Yeah this was a big fear in posting. No I'm not experienced in academia or this would be a paper, I code things for fun. Have you tried looking at the math for multinomials vs Shannon? Or running the code? Please do point out my mistakes in the math.
It is not our responsibility to do that. You should explain how your method differs from well-established methods such as arithmetic coding (see papers by Rissanen). While doing that, you should quickly realize that you’ve got nothing at all.
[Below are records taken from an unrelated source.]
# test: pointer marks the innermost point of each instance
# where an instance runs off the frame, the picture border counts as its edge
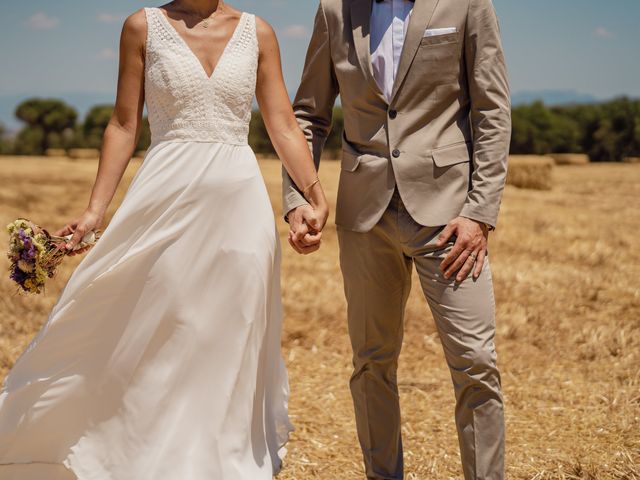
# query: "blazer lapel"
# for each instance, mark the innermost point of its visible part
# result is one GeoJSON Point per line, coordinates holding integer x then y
{"type": "Point", "coordinates": [361, 28]}
{"type": "Point", "coordinates": [420, 18]}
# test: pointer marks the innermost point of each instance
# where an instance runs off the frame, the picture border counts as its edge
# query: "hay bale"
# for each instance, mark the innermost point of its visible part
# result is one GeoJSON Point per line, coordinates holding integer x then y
{"type": "Point", "coordinates": [570, 158]}
{"type": "Point", "coordinates": [84, 153]}
{"type": "Point", "coordinates": [56, 152]}
{"type": "Point", "coordinates": [530, 171]}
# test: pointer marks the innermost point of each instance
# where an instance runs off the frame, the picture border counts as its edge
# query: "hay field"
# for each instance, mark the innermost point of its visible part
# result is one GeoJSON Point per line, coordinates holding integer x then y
{"type": "Point", "coordinates": [566, 264]}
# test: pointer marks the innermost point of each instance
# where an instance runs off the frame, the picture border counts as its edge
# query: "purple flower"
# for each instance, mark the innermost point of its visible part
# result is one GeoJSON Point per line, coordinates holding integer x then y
{"type": "Point", "coordinates": [18, 275]}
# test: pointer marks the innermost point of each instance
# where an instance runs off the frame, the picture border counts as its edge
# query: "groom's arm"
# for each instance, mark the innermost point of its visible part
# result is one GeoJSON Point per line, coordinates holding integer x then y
{"type": "Point", "coordinates": [490, 112]}
{"type": "Point", "coordinates": [313, 105]}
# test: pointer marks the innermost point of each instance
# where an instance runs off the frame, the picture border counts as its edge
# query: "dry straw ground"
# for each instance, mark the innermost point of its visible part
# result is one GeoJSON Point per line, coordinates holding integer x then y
{"type": "Point", "coordinates": [566, 265]}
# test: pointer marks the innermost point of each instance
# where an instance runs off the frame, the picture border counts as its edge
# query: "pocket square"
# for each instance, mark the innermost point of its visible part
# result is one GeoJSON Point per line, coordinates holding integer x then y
{"type": "Point", "coordinates": [433, 32]}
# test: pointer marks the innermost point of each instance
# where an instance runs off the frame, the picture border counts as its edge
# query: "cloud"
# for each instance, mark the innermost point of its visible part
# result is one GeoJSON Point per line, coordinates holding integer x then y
{"type": "Point", "coordinates": [602, 32]}
{"type": "Point", "coordinates": [42, 21]}
{"type": "Point", "coordinates": [295, 31]}
{"type": "Point", "coordinates": [110, 18]}
{"type": "Point", "coordinates": [107, 54]}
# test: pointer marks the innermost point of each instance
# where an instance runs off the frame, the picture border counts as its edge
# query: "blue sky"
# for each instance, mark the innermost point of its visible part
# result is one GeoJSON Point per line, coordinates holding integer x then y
{"type": "Point", "coordinates": [68, 47]}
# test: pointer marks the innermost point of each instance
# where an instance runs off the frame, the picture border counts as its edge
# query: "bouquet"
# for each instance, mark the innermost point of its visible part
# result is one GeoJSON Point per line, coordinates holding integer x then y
{"type": "Point", "coordinates": [35, 254]}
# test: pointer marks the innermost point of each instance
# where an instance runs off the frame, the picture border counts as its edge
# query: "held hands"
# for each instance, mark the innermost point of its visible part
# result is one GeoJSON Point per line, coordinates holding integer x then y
{"type": "Point", "coordinates": [79, 227]}
{"type": "Point", "coordinates": [306, 225]}
{"type": "Point", "coordinates": [469, 250]}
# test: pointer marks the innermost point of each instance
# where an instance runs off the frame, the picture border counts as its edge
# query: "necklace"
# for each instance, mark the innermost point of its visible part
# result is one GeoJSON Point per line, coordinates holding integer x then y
{"type": "Point", "coordinates": [203, 21]}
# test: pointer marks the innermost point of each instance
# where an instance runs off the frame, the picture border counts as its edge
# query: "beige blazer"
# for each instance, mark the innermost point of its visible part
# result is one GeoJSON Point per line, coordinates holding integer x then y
{"type": "Point", "coordinates": [443, 139]}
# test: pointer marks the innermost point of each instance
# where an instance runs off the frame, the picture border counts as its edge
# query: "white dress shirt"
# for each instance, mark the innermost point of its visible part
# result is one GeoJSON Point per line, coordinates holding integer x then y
{"type": "Point", "coordinates": [389, 22]}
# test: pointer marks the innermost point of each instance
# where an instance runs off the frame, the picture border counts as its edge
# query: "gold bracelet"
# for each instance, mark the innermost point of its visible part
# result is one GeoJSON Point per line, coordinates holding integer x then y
{"type": "Point", "coordinates": [305, 192]}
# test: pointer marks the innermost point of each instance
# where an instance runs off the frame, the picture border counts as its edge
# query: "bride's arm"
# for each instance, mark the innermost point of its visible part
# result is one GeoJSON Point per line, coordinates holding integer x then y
{"type": "Point", "coordinates": [284, 131]}
{"type": "Point", "coordinates": [122, 133]}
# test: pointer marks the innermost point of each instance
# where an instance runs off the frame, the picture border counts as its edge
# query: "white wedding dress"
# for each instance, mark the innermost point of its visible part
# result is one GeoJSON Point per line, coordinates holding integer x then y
{"type": "Point", "coordinates": [161, 359]}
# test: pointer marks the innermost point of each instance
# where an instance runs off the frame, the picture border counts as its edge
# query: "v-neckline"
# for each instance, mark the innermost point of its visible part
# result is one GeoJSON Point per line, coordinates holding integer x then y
{"type": "Point", "coordinates": [184, 43]}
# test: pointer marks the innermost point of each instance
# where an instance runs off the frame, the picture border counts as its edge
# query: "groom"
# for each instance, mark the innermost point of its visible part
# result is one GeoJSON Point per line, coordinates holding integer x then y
{"type": "Point", "coordinates": [424, 91]}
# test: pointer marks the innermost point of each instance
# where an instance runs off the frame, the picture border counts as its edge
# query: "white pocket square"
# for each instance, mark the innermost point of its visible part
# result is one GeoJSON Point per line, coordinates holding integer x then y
{"type": "Point", "coordinates": [433, 32]}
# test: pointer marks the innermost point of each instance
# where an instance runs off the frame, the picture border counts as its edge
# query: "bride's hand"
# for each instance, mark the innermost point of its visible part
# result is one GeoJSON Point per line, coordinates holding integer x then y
{"type": "Point", "coordinates": [78, 228]}
{"type": "Point", "coordinates": [306, 224]}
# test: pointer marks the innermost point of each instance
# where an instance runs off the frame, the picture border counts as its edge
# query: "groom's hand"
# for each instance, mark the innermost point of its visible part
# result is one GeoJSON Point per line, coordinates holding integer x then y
{"type": "Point", "coordinates": [305, 233]}
{"type": "Point", "coordinates": [468, 252]}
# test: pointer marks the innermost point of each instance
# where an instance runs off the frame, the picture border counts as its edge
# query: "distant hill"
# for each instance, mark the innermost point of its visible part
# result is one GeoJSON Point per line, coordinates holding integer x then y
{"type": "Point", "coordinates": [82, 102]}
{"type": "Point", "coordinates": [85, 100]}
{"type": "Point", "coordinates": [552, 97]}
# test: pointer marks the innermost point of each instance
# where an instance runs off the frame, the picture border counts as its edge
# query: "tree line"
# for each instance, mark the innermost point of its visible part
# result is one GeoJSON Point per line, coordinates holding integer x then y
{"type": "Point", "coordinates": [608, 131]}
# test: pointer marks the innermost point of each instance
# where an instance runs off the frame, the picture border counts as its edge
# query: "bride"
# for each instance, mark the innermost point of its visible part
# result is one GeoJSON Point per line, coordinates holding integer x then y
{"type": "Point", "coordinates": [161, 358]}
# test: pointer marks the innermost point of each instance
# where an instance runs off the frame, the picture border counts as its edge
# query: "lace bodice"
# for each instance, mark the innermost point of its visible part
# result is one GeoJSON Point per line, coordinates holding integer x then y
{"type": "Point", "coordinates": [183, 103]}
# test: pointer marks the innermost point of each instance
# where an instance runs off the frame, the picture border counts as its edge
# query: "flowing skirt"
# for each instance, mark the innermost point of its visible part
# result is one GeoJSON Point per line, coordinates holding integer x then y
{"type": "Point", "coordinates": [161, 359]}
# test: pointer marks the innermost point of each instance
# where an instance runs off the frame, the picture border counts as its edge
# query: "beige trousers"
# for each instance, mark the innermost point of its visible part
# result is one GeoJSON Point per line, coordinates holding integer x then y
{"type": "Point", "coordinates": [376, 266]}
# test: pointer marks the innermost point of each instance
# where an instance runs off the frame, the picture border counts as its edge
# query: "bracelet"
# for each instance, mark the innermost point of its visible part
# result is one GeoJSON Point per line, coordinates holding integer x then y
{"type": "Point", "coordinates": [305, 192]}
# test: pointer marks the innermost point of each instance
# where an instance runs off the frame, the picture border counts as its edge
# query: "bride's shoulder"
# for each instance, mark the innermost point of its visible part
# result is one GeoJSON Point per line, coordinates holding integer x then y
{"type": "Point", "coordinates": [136, 23]}
{"type": "Point", "coordinates": [134, 29]}
{"type": "Point", "coordinates": [264, 30]}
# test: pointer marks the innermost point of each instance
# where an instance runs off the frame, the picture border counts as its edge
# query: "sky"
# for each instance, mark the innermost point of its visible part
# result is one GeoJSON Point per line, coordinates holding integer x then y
{"type": "Point", "coordinates": [68, 48]}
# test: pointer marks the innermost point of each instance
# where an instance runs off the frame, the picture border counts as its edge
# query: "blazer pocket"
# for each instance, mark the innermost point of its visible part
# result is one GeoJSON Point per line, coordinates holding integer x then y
{"type": "Point", "coordinates": [350, 161]}
{"type": "Point", "coordinates": [440, 39]}
{"type": "Point", "coordinates": [452, 154]}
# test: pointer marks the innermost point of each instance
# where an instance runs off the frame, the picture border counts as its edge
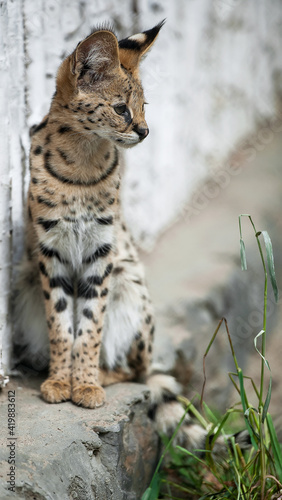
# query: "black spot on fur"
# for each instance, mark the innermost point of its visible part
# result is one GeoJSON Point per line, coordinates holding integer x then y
{"type": "Point", "coordinates": [51, 252]}
{"type": "Point", "coordinates": [62, 282]}
{"type": "Point", "coordinates": [104, 221]}
{"type": "Point", "coordinates": [141, 345]}
{"type": "Point", "coordinates": [42, 269]}
{"type": "Point", "coordinates": [38, 150]}
{"type": "Point", "coordinates": [87, 313]}
{"type": "Point", "coordinates": [117, 270]}
{"type": "Point", "coordinates": [102, 251]}
{"type": "Point", "coordinates": [65, 157]}
{"type": "Point", "coordinates": [64, 128]}
{"type": "Point", "coordinates": [61, 305]}
{"type": "Point", "coordinates": [148, 319]}
{"type": "Point", "coordinates": [85, 290]}
{"type": "Point", "coordinates": [40, 126]}
{"type": "Point", "coordinates": [46, 202]}
{"type": "Point", "coordinates": [47, 223]}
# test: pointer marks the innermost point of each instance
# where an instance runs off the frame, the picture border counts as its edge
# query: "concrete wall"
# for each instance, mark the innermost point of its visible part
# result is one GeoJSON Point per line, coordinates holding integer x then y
{"type": "Point", "coordinates": [213, 75]}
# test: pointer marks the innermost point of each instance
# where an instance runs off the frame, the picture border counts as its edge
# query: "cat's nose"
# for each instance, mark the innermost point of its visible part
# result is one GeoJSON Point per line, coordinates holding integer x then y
{"type": "Point", "coordinates": [141, 131]}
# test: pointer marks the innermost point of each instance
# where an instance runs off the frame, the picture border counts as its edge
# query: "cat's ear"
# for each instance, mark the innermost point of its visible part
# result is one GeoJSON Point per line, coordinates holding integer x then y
{"type": "Point", "coordinates": [133, 48]}
{"type": "Point", "coordinates": [96, 56]}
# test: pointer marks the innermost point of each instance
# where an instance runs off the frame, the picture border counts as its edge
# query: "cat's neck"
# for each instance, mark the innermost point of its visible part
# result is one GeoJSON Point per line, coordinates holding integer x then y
{"type": "Point", "coordinates": [82, 156]}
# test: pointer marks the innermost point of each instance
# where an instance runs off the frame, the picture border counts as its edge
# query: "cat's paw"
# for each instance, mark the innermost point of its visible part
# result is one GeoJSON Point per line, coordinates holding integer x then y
{"type": "Point", "coordinates": [89, 396]}
{"type": "Point", "coordinates": [55, 391]}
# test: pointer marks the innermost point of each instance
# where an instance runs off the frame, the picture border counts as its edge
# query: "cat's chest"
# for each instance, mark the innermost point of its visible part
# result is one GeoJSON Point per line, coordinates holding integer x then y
{"type": "Point", "coordinates": [81, 228]}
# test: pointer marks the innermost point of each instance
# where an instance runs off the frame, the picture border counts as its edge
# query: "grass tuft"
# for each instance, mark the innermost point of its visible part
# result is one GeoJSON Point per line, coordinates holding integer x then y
{"type": "Point", "coordinates": [255, 474]}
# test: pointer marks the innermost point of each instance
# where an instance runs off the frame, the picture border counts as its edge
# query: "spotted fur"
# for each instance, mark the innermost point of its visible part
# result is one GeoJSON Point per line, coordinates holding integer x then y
{"type": "Point", "coordinates": [80, 259]}
{"type": "Point", "coordinates": [81, 298]}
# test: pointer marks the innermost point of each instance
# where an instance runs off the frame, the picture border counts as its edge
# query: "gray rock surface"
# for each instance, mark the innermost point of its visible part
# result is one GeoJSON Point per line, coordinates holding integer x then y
{"type": "Point", "coordinates": [66, 452]}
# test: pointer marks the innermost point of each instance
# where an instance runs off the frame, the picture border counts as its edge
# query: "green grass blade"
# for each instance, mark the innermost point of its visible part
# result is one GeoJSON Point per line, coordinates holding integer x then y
{"type": "Point", "coordinates": [209, 413]}
{"type": "Point", "coordinates": [244, 401]}
{"type": "Point", "coordinates": [243, 255]}
{"type": "Point", "coordinates": [270, 263]}
{"type": "Point", "coordinates": [268, 395]}
{"type": "Point", "coordinates": [190, 454]}
{"type": "Point", "coordinates": [277, 455]}
{"type": "Point", "coordinates": [147, 494]}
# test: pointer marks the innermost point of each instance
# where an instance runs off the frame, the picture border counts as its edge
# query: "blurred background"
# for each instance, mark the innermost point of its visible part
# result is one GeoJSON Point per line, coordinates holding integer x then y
{"type": "Point", "coordinates": [213, 81]}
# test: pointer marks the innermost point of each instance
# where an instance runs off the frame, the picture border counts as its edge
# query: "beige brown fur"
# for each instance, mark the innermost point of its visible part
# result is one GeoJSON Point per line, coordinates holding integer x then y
{"type": "Point", "coordinates": [98, 311]}
{"type": "Point", "coordinates": [80, 259]}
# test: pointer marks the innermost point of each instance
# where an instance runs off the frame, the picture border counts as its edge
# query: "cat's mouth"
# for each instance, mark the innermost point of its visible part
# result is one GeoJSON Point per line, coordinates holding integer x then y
{"type": "Point", "coordinates": [128, 140]}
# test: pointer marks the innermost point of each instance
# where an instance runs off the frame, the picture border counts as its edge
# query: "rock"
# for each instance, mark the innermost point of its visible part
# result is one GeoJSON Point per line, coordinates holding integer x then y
{"type": "Point", "coordinates": [67, 452]}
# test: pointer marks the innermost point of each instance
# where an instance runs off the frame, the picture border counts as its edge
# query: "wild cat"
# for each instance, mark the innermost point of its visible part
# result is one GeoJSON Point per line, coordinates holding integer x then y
{"type": "Point", "coordinates": [80, 260]}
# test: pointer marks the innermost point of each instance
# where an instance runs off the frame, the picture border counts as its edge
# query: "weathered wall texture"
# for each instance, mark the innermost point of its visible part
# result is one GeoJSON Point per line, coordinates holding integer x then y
{"type": "Point", "coordinates": [213, 75]}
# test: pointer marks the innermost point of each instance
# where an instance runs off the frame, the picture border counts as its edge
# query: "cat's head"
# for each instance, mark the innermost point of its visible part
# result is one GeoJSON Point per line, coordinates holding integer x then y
{"type": "Point", "coordinates": [99, 85]}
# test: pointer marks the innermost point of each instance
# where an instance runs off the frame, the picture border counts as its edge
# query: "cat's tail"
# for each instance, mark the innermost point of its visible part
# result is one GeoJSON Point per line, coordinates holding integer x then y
{"type": "Point", "coordinates": [167, 412]}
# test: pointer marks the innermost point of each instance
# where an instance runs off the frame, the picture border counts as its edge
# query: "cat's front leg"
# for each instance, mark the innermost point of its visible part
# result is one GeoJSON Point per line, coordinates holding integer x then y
{"type": "Point", "coordinates": [92, 294]}
{"type": "Point", "coordinates": [58, 295]}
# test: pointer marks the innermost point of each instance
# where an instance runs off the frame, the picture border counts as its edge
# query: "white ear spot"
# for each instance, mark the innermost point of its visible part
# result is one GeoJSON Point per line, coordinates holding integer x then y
{"type": "Point", "coordinates": [140, 37]}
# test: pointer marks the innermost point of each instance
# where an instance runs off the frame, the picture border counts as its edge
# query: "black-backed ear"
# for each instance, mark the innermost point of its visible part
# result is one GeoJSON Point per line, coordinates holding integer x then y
{"type": "Point", "coordinates": [96, 56]}
{"type": "Point", "coordinates": [133, 48]}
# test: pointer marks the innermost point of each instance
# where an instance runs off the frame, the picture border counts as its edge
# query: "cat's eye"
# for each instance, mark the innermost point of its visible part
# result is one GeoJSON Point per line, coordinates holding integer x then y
{"type": "Point", "coordinates": [120, 109]}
A basic data compression course would have sufficed too, but as you say, you don’t have any knowledge of the basics of information theory or data compression. You sound like an over-eager yet ignorant grad student who insists he has found flaws in the professor’s lecture material.
>As an example, given the symbol frequencies of 1, 2, and 3 for a total of 6 symbols. Shannon limit [-(1/6)log2(1/6)-(2/6)log2(2/6)-(3/6)log2(3/6)]6 = 8.75 => 9 bits
This isn't how you calculate Shannon limit fwiw. If all symbols are of equal frequency simply take the total number of different symbols and simply log2(different_symbol_count). That's it.
So say you had 60 different permutations. Each of those is a symbol in entropy encoding. Each individual symbol takes log2(60) bits to store using arithmetic encoding. Which is exactly the statement and correct calculation you had for calculating the Shannon limit in the very next line :). As in the Shannon limit for 60 different symbols is absolutely 5.9bits not 9bits
Instead you have some weird calculation here that seems to take individual probabilities and add them back up again to give 9bits. That's very far off and incorrect.
I think you are confused about probabilities and realized frequencies. A probability is a before-the-fact model. A realized frequency is an after the fact observation. If you flip a fair coin the probability of heads or tails is 50% but any given single flip will have a frequency of 1 for either heads or tails and 0 for the other. (What is true is that as you flip the coin a very large number of times the actual ratio you will see will approach 50/50 but that's definitely not true for say 8 tosses. This is called the asymptotic equipartition principle but it isn't really relevant here).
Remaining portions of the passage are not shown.